Je ne veux pas devenir journaliste

Un des métiers les plus détestés par les Français, avant il y avait les banquiers, maintenant ce sont les journalistes.

Ce n’est pas ou plus le moment de devenir journaliste.

A présent c’est une insulte, un élément de discrédit. « Ce que vous me montrez, c’est une vidéo de journaliste », s’exclame une directrice d’entreprise mise face à une vidéo de travail d’enfant dans une usine en Inde. Pour elle tout est dit, elle répète ce terme « journaliste », en fait un élément de langage. Des personnes se sont déplacées à l’étranger, ont enquêté, ont ramené des informations à partir de sources premières mais c’est un travail de « journaliste » donc c’est faux, malhonnête.

Les journalistes nous manipulent. Pourquoi ? Parce qu’ils veulent nous couper de la réalité, de la réalité vraie. Pourquoi ? Parce qu’ils en sont déconnectés eux-mêmes, ce n’est qu’une bande de bobos parisiens, une élite qui ne sert à rien. Ils ne savent rien de la vie, des galères du quotidien.

Les journalistes ont des idées politiques, une religion, des croyances, une éducation, des opinions donc lorsqu’ils écrivent, nous parlent, ils ne nous disent pas la vérité, ils ne font que nous passer leurs propres idées, cherchent à nous attirer dans les filets de leurs ressenti personnel. Voilà, ce n’est que ça.

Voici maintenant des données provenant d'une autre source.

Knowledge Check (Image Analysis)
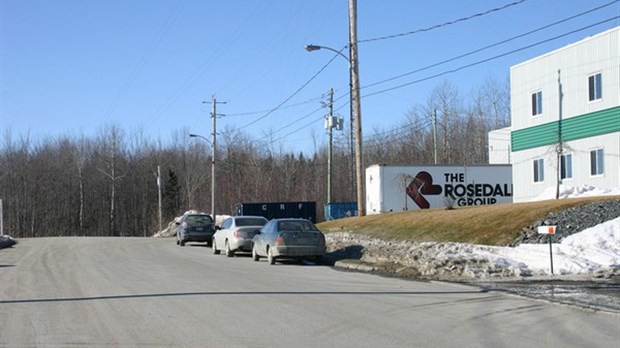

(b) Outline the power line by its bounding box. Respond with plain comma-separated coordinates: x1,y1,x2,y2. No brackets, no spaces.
226,97,321,117
362,0,620,89
363,16,620,97
358,0,527,43
239,50,338,130
261,17,620,140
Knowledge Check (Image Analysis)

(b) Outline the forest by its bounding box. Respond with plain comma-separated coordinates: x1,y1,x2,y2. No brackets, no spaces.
0,78,510,238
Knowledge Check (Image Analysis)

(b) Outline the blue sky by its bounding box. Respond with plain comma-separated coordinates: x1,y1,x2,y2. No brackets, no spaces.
0,0,620,153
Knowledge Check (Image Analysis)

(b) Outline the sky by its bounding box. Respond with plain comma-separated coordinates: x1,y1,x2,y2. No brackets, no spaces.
0,0,620,153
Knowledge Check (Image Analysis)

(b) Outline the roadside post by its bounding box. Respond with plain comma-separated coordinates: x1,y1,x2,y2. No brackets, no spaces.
538,226,557,274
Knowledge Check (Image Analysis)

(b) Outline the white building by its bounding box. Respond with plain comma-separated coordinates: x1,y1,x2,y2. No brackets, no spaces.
489,27,620,202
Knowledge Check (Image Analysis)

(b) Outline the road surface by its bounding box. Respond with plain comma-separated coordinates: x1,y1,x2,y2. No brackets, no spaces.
0,238,620,348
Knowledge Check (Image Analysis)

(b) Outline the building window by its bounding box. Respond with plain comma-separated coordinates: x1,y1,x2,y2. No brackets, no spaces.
588,73,603,101
534,158,545,182
532,91,542,116
560,153,573,179
590,149,605,175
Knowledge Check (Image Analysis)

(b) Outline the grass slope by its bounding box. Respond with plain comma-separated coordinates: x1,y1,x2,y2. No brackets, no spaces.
317,196,620,245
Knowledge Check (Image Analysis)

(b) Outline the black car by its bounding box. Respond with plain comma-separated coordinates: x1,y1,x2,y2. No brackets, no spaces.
176,213,215,246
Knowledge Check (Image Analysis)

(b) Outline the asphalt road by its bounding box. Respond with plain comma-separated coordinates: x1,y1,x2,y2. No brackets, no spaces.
0,238,620,348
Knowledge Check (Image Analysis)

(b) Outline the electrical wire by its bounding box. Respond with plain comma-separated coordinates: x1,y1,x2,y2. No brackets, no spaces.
239,50,338,130
362,16,620,98
357,0,527,43
361,0,620,89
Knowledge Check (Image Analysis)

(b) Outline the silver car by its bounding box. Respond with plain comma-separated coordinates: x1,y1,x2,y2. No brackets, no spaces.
252,219,325,265
211,216,267,257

Parce que oui, il y a une vérité en soi, par conséquent il y a un rejet voire une haine des intermédiaires, des médias. On en a marre des médias, c’est pour cela qu’on préfère s’informer chez les vrais gens, sur la page Facebook d’un vrai témoin, de quelqu’un qui vit sur place, qui ne s’exprime pas comme un journaliste mais comme une personne, donc c’est vrai.

J’ai voulu devenir journaliste, préparer le concours d’une école, obtenir un stage en rédaction, décrocher un contrat et aller sur le terrain, monter une émission, rapporter des faits, des récits aux gens, partager des informations. Alors j’ai commencé à écrire, à m’informer, à m’inspirer. Une amie de longue date, suite à un refus d’entrée de la part du vigile d’un magasin du Faubourg Saint-Honoré, se considérait comme étant victime d’un acte de discrimination, elle pensait même que ce refus était lié à sa religion. Je lui ai alors proposé de recueillir ses propos et de les partager sur la place publique afin de faire le point sur son expérience, d’offrir un prisme de vision et de le confronter à un contexte où des communautés sont pointées du doigt, sont présentées comme étant dangereuses. Il s’agissait également de la confronter à mes questions que j’avais d’ores et déjà mûries afin d’extraire de cet entretien des données utiles, éclairantes, apporter une pierre à l’édifice du débat public. Elle s’est immédiatement renfermée, en tant qu’aspirante journaliste je ne pouvais que me servir de ses déclarations pour envenimer les choses. De toute manière je ne peux pas comprendre, je suis déjà trop enfermée dans le système des journalistes, je les lis, je les regarde, je suis une âme perdue. J’ai essuyé d’autres refus du même type. C’est très frustrant de voir des personnes qui considèrent que vouloir faire une école de journalisme c’est perdre son âme, qui par conséquent tentent de vous en dissuader : pourquoi ne pas faire médecine, là au moins on sauve des vies ou militaire on sert la nation… Il n’y a aucune noblesse dans le métier de journaliste, aucune légitimité à exercer cette profession, le journaliste ne sert à rien, n’apporte rien à la société.

Alors que faire ? Voir le verre à moitié vide ou à moitié plein ? Des papiers s’écrivent toujours, des numéros se vendent, des personnes s’abonnent, des journaux se créent, des enquêtes sont publiées, des journalistes sont fiers et défendent leur profession. Finalement il ne s’agit que d’un choix, d’un choix personnel sur une profession que l’on souhaite embrasser au nom de convictions, d’idéaux, de personnes qui nous ont marqués, d’un pilier que l’on veut protéger.